The services were identical, the service descriptions were unrestricted, and Nokia established its NOKIA mark was strong. Therefore, the critical issue, in this case, was the similarity of the marks confusion factor. The Board found that the JIOKIA and NOKIA marks end with the same four letters: O-K-I-A. This similarity not only caused the two marks not only to look similar but also sound similar. The Board went on to speculate about the impression a consumer would have in the hypothetical scenario where the consumer only heard the ending of each mark. In the end, the Board found that the similarities of the marks outweighed the differences.

For trademark searchers, the important take away is that the Board focused on the similar parts of the two trademarks. This tells us that we need to include the parts of the marks we are searching in our trademark search plan as well.

Some trademark search options on the market profess to have sophisticated algorithms that can find phonetically similar marks to what we are searching. You can see for yourself how helpful this type of algorithm is at the WIPO Global Brand Database. In the text box, enter the word NOKIA, and from the drop-down menu choose “fuzzy” or “phonetic”. Then click search. The JOIKIA application was filed on May 24, 2017 with the USPTO. When you review the search results you will see that the JOIKIA application does not appear.

What this example shows you is that no software application will ever be as precise about breaking up a trademark you are searching than you. That is why BOB gives you the option to break up the trademark you are searching the way you think is most appropriate. You will uncover more potentially problematic marks when you plan your search strategy rather than blindly relying on a software application to do the planning for you.

The Factual Situation When Trademark Design Trumps Words

Greater weight is often given to words over designs when evaluating the similarity of two trademarks because purchasers use words to request or refer to goods or services. The United States Court of Appeals for the Federal Circuit, however, has said there is no general rule that words trump design in the likelihood of confusion analysis. Therefore, there are some situations where the use of similar designs is likely to cause consumer confusion even when the design is combined with words.
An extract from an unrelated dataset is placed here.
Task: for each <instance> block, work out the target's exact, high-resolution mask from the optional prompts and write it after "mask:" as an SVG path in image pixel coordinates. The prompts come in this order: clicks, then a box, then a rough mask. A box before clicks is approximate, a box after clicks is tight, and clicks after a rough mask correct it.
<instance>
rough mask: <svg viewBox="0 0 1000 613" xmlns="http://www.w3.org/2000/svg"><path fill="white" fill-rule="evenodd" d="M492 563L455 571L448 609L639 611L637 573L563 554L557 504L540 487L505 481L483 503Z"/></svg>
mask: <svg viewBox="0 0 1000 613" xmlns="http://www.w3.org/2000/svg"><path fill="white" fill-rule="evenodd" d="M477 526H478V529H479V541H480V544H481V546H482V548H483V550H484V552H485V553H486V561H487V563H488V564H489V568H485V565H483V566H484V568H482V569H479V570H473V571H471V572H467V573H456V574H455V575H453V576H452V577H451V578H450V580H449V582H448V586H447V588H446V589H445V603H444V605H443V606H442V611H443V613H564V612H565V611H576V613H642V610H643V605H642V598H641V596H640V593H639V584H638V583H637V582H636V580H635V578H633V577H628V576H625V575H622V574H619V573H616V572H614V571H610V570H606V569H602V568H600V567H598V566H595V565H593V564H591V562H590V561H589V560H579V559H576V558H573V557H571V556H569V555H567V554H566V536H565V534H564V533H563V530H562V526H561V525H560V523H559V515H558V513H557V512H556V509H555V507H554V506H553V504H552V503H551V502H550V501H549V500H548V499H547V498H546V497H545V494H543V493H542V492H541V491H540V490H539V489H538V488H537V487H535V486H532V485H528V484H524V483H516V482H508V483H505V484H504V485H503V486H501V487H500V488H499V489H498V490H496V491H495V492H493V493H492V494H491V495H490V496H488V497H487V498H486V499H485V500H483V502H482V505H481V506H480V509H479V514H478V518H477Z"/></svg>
The Trademark Trial and Appeal Board recently decided in In re Information Builders Inc. a case and identified one of those factual situations where designs will trump words. Information Builders Inc. filed a multiclass, trademark application to register the following mark in connection with computer software in International Class 9 and computer system design services in International Class 42:

The Trademark Office refused registration of this mark on the ground that it was likely to cause confusion with the following prior registered mark also for computer software in International Class 9 and design services in International Class 42:

The TTAB found that the goods and services at issue were legally identical in part, which meant that less similarity between the marks was required in order for a likelihood of confusion to exist, the goods and services were presumed to travel in the same channels, and appeal to the same class of consumers. Finally, Information Builders Inc. only submitted seven, third-party registrations containing similar designs, which was three shy of the apparent 10 third party registration minimum needed to establish conceptual weakness.

Information Builders Inc. was facing an uphill battle when the TTAB turned to the mark similarity likelihood of confusion factor. The Trademark Office required a disclaimer of the words INFORMATION and BUILDERS, and Information Builders Inc. voluntarily agreed to the disclaimer requirement. In making the voluntary disclaimer, Information Builders acknowledged that the design element in its mark was dominant.

Additionally, the design element was not separate but integrated into the word INFORMATION, unlike the ABBY decision a couple of years ago. When a consumer reads the word INFORMATION it would be impossible not to encounter the design. When the design is a dominant element and is integrated into the literal portion of the composite mark, then the general proposition that words trump design is inapplicable. Therefore, the TTAB found the marks are similar and sustained the registration refusal.